SOTERRADO
Soterrado.
Impossível andar,
impossível falar,
fugiu todo o ar
de que te alimentavas outrora.
Aprender a respirar
— ou o barro te ganhará o peito —
a gritar
— ou o silêncio corromperá
o metal do grito —
a andar
— ou teus pés amanhã
serão raízes —
a comer terra,
sobreviver no coração o pântano.
Aprender todas as categorias de treva,
as travas,
os muros,
as cordas
que te retêm sob a montanha,
vigiar o jeito das pedras
— limite de tua pele —
a substância atenta dos inimigos,
perceber a mão
aberta em sol,
em sol e crença
estendida
(aqui não cabe
desespero) e esperar.
Saber que o barro não
permite o gesto rápido,
que a mão demora
e é toda suor e medo,
distender até a última fibra dos ossos,
tocá-la,
fundir-se em luz
e lava
e cataclismo,
saber a exata hora de explodir!
Saber recomeçar.
Saber que o homem
é a história
de sua reconstrução.
Reaprender a respirar,
a gritar,
a andar
o teus pés amanhã
serão raízes e o corpo
uma árvore de silêncios
e sonhos secos à espera do fogo.
Comentário do pesquisador
Pedro Tierra é pseudônimo de Hamilton Pereira da Silva.
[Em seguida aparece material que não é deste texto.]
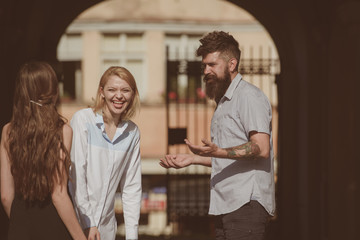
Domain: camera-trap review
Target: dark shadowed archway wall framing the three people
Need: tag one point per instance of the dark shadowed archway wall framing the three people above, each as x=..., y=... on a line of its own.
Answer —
x=318, y=42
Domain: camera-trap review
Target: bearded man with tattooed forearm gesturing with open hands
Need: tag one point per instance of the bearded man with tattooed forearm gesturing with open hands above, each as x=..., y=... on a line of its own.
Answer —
x=240, y=152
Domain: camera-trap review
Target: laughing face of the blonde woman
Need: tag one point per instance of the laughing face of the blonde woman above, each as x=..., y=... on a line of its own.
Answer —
x=117, y=95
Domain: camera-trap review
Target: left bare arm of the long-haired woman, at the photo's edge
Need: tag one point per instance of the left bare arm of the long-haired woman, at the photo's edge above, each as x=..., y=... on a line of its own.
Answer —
x=7, y=181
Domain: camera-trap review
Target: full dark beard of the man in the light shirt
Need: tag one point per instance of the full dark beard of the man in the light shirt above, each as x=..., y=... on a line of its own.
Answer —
x=217, y=86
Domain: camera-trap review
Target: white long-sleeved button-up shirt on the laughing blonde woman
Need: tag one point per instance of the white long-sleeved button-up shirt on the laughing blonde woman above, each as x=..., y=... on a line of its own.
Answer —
x=99, y=166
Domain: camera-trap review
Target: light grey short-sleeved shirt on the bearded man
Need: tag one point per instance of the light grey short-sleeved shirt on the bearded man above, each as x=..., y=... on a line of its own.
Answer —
x=244, y=108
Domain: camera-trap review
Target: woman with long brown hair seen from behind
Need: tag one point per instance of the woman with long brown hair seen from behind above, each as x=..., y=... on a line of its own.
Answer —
x=35, y=160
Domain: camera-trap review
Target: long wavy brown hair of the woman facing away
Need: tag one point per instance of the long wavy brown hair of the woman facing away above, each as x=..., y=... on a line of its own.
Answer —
x=35, y=136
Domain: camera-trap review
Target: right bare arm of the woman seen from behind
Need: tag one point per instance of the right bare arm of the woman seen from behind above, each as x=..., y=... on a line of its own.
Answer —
x=60, y=197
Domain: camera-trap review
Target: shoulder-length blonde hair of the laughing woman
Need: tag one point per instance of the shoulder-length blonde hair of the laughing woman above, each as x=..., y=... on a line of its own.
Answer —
x=125, y=75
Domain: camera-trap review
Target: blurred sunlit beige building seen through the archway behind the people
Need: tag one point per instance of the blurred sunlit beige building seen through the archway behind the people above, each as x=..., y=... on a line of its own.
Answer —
x=136, y=34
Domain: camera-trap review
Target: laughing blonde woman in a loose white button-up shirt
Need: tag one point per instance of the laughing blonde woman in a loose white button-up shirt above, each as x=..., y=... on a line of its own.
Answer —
x=106, y=154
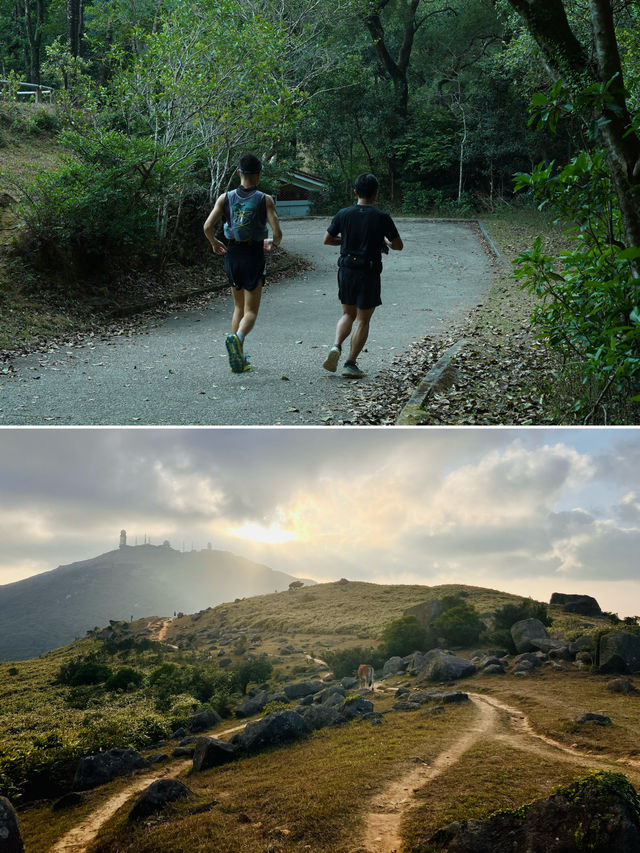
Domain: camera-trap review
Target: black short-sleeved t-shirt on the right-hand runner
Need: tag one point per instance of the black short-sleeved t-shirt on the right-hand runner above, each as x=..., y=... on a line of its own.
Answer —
x=363, y=229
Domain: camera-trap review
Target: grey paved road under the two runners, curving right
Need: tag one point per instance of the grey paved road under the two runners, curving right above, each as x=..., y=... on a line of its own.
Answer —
x=178, y=372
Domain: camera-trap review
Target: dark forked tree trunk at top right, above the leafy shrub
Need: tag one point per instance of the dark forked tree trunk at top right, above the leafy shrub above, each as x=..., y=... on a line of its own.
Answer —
x=580, y=66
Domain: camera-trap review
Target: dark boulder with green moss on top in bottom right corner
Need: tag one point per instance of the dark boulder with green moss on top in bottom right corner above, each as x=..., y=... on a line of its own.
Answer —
x=599, y=813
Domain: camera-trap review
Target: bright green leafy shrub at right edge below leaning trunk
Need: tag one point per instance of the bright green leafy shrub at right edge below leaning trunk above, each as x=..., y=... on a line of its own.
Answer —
x=588, y=308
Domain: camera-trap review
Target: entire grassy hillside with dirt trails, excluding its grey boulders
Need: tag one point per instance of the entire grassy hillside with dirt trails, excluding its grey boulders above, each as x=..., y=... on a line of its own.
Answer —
x=514, y=742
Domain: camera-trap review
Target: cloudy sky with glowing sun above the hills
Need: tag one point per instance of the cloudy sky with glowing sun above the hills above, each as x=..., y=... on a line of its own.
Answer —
x=529, y=511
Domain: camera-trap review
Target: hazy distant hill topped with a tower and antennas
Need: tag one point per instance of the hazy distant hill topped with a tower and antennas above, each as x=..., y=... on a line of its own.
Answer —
x=51, y=609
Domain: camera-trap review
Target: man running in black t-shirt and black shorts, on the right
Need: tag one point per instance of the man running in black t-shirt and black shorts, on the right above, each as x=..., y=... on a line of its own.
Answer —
x=363, y=232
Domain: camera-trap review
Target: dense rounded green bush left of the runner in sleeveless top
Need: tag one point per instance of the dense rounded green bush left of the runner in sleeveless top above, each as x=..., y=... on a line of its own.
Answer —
x=101, y=209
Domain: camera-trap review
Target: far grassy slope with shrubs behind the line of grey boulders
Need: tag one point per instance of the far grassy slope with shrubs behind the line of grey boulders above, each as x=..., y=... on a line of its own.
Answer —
x=47, y=722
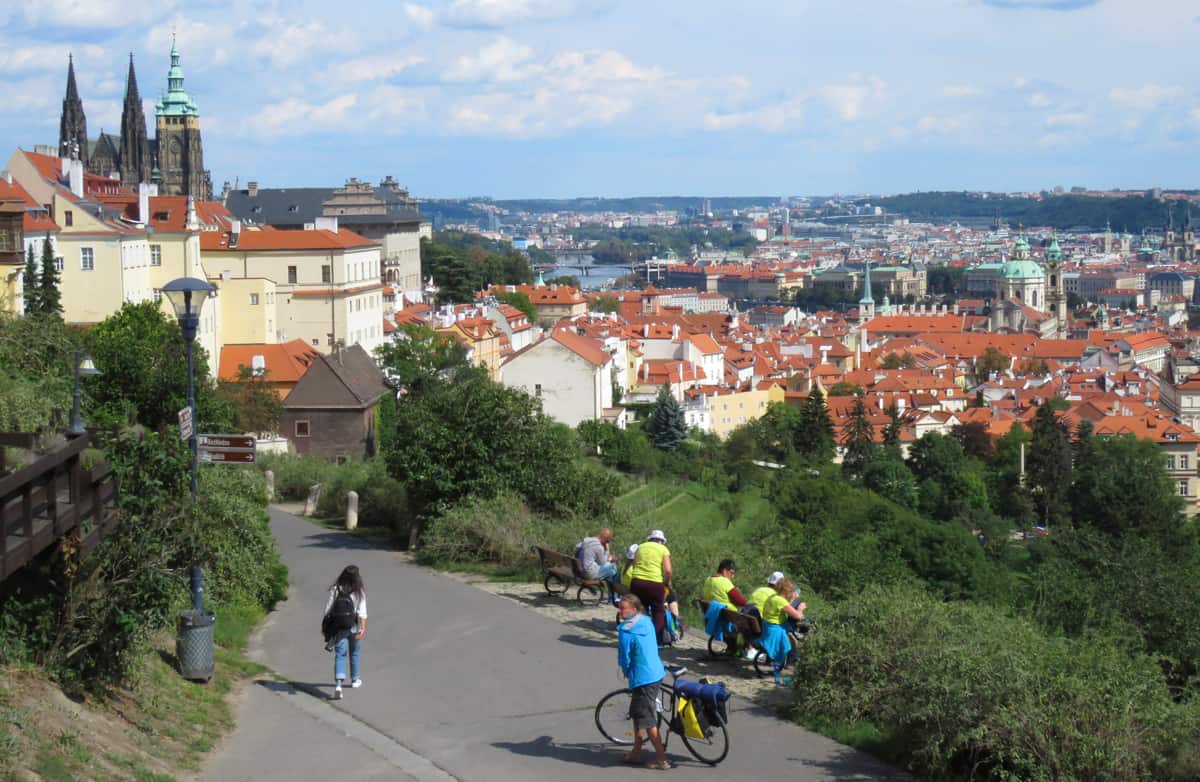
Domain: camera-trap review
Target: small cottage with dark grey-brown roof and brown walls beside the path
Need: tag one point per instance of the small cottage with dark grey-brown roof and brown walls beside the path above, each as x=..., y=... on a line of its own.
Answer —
x=331, y=412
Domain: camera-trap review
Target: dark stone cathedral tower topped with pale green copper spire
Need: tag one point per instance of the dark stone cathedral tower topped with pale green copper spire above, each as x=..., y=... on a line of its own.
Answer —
x=178, y=139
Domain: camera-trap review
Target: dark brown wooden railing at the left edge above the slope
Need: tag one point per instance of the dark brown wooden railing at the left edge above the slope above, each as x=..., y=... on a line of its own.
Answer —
x=51, y=500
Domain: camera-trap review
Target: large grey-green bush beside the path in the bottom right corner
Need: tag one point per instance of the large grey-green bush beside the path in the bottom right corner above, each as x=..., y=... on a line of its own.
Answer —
x=967, y=690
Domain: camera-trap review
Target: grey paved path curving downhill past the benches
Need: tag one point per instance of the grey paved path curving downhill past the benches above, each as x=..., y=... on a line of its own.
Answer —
x=460, y=684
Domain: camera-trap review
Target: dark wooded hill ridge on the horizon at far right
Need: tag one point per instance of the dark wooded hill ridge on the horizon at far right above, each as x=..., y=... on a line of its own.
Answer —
x=1132, y=214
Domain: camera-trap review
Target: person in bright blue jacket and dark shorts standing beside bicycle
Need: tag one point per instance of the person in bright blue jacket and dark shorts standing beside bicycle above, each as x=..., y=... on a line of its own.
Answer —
x=638, y=655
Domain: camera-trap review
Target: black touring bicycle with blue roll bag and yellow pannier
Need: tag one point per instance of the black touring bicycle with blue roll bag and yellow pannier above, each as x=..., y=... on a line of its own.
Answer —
x=613, y=720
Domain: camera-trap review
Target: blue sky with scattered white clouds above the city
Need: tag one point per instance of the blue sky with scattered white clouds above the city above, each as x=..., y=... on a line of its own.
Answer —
x=622, y=98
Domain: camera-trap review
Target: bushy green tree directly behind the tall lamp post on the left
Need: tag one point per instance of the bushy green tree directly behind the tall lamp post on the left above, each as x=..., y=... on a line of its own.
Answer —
x=143, y=363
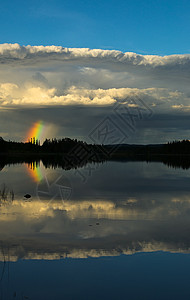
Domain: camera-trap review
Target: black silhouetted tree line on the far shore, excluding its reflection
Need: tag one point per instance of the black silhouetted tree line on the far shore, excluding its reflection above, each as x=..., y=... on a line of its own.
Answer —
x=75, y=147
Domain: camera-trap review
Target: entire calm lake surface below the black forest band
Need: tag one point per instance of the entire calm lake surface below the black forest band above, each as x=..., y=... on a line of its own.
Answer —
x=110, y=231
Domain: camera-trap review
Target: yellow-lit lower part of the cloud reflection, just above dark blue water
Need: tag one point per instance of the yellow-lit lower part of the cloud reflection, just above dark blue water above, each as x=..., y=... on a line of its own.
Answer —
x=34, y=229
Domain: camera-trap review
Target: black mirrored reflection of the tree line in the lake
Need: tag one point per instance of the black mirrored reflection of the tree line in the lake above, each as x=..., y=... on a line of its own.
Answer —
x=70, y=161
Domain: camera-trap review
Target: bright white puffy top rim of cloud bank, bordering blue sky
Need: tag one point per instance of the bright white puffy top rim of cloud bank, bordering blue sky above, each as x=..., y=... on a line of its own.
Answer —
x=16, y=51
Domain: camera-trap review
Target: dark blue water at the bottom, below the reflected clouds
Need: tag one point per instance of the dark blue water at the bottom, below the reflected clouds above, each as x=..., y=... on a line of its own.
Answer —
x=140, y=276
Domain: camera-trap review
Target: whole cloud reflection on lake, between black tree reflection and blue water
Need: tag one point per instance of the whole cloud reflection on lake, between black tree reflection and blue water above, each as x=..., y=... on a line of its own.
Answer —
x=123, y=208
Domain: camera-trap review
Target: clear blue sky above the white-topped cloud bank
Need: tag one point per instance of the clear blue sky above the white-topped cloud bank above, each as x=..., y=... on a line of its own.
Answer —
x=148, y=27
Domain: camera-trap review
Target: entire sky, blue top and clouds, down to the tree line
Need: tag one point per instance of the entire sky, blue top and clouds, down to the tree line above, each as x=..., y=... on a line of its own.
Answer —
x=84, y=67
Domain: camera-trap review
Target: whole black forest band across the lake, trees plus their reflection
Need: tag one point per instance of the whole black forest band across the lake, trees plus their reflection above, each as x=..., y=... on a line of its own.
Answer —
x=69, y=153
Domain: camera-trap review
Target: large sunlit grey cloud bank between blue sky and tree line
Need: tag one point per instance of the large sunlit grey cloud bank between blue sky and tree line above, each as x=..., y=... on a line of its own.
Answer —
x=58, y=80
O poema “Soterrado” integra a seção “Retorno ao labirinto”, parte do volume “Poemas do povo da noite”. Consta na página de abertura da seção: “Este poema nasceu soterrado. / Nasceu da morte de Bacuri, / meu companheiro e meu irmão. / Permaneceu sete anos destilando sua dor / pelos corredores, afiando os dentes, / buscando a força e a vestimenta do grito. / Encontrei-o – cristal e ferro – entre / as paredes de meu dia e aqui e vos entrego” (TIERRA, 1979, p. 100). A mensagem de abertura sugere que as partes seguintes compõem um único poema. Por outro lado, considerando-se o projeto gráfico do livro e o paralelismo com as demais seções, cada parte pode ser lida como um poema autônomo. Por isso, as partes foram aqui registradas separadamente, com o título geral da seção informado entre colchetes, seguido do título de cada poema particular. Na segunda edição do livro (coeditada pela Fundação Perseu Abramo e pela Publisher Brasil, em 2009), há um texto introdutório, intitulado “Explicação necessária”, em que Pedro Tierra (Hamilton Pereira da Silva) informa: “Os poemas aqui reunidos foram escritos durante os cinco anos de prisão – de 1972 a 1977 – e publicados em volumes separados: Poemas do povo da noite (Ed. Livramento, S. Paulo, 1979), Água de Rebelião (Ed. Vozes, Petrópolis, 1983)” (2009, p. 19). Na edição de 2009, que reproduz “Soterrado” nas páginas 113-114, todos os versos estão alinhados à esquerda, sem recuos e sem travessões. A segunda edição apresenta em prosa a advertência de abertura da seção e informa que o poema foi escrito em abril de 1977.